Research projects
Prof. Silvia Luraghi - Project Lead
The Ancient Greek WordNet is an on-going collaboration between the Center for Hellenic Studies, the University of Exeter, and the University of Pavia, under the joint direction of William Michael Short, Alexander Forte, James Tauber, and Silvia Luraghi to create a comprehensive lexico-semantic database of the Ancient Greek language. It is intended to model Greek's semantic system as fully and accurately as possible, in a form that is machine-interpretable and machine-actionable, and thus suitable to NLP applications of different kinds, especially in the area of natural language understanding.
Adopting methodology from cognitive linguistics, this project also seeks to provide the lexicographical basis for the wider study of metaphor and metonymy across languages. The diachronic orientation of the database begins with the language of Mycenaean and of the Homeric epics, with planned chronological extension into the Classical, Hellenistic, and Roman periods.
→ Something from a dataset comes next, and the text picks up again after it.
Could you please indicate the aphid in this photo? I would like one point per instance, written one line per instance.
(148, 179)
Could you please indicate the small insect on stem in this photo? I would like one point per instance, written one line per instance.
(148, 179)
This project builds on, and extends, original work carried out by Federico Boschetti, Riccardo Del Gratta and others at the Institute for Computational Linguistics “A. Zampolli”, CNR of Pisa, Italy, as well as by Harry Diakoff, under the auspices of the Alpheios Project, with Chiara Zanchi serving as technical coordinator.
Main researchers of the Pavia Unit:
Silvia Luraghi, Chiara Zanchi
Prof. Silvia Luraghi - Project Lead
The Sanskrit WordNet is an on-going collaboration between the University of Pavia and the University of Exeter, under the joint direction of William Michael Short and Silvia Luraghi to create a comprehensive lexico-semantic database of the Sanskrit language. It is intended to model Sanskrit's semantic system as fully and accurately as possible, in a form that is machine-interpretable and machine-actionable, and thus suitable to NLP applications of different kinds, especially in the area of natural language understanding.
This project builds on, and extends, original work by Oliver Hellwig for the Digital Corpus of Sanskrit, with Erica Biagetti serving as the project's technical coordinator.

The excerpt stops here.